S. G. Djorgovski, S. R. Kulkarni, J. S. Bloom (Caltech), D. Frail (NRAO),
F. Chaffee and R. Goodrich (CARA/WMKO), on behalf of the Caltech-NRAO-CARA
GRB collaboration, report:

We obtained spectra of the host galaxy of GRB 980613 (see GCN Circ. 114 and
117) at the Keck-I telescope, on 17 Dec 1998 UT.  The reduced spectrum shows
a single strong emission line at 7814 Angstroms, which we interpret as the 
[O II] 3727 line at z = 1.0964 +- 0.0003, a probable 4000-A break just to
the red of it, and a very blue, featureless continuum blueward of the line.  
Other plausible spectroscopic identifications of this line (e.g., Ly alpha,
Balmer lines, [O III], etc.) would predict appearance of other strong 
emission lines or continuum breaks, which are clearly not seen in our data.  
We thus consider our redshift interpretation to be secure.  The spectrum is 
typical of star forming galaxies at comparable redshifts.

Both the continuum and the line emission are clearly extended.  The images
of the galaxy (which is coincident with the OT discovered by Hjorth et al.,
1998, GCN Circ. 109), show a patchy or asymmetric morphology, suggestive of
an interacting system.

In what follows, we assume the Galactic foreground extinction A(V) = 0.27 mag
from Schlegel et al. (1998, ApJ 500, 525), and a simple Friedman model 
cosmology with H_0 = 65 km/s/Mpc, Omega_0 = 0.2, and Lambda_0 = 0.  At this 
redshift, the luminosity distance is 2.256e28 cm.

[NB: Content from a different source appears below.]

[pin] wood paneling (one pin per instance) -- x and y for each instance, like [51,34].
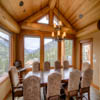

The extinction-corrected spectroscopic magnitudes of the host are: B = 24.4, 
V = 24.1, and R = 23.85 mag, with the zero-point uncertain by at least 0.2 
mag.  This is in an excellent agreement with the R-band magnitude in a 
comparable aperture, derived from direct images obtained at the Keck-II 
telescope on 28 Nov 1998 UT, and consistent with our earlier estimate (GCN 
Circ. 117).  

From the BATSE fluence of 1.71e-6 erg/cm2 (Woods et al. 1998, GCN Circ. 112) 
the implied isotropic gamma-ray energy of the burst was 5.2e51 erg.

The extinction-corrected [O II] line flux is 4.4e-17 erg/cm2/s, giving the
line luminosity of 2.8e41 erg/s.  The implied unobscured SFR, using the
conversion from Kennicutt (1998, ARAA 36) is 3.9 Msun/yr.  The observed, 
extinction-corrected monochromatic flux at the rest wavelength of 2800 A is 
0.9 microJy, corresponding to the restframe power of 2.76e28 erg/s/Hz.  The 
implied unobscured SFR, using the estimator from Madau et al. (1998, ApJ 498,
106) is 3.5 Msun/yr, in an excellent agreement with the [O II] line estimate, 
although both may be uncertain by as much as 20-50%.  This agreement suggests 
that the host galaxy as a whole is not heavily obscured.  We note that this 
SFR is rather moderate, despite the very blue color of the host galaxy.

Further observations and analysis are in progress.  This report may be cited.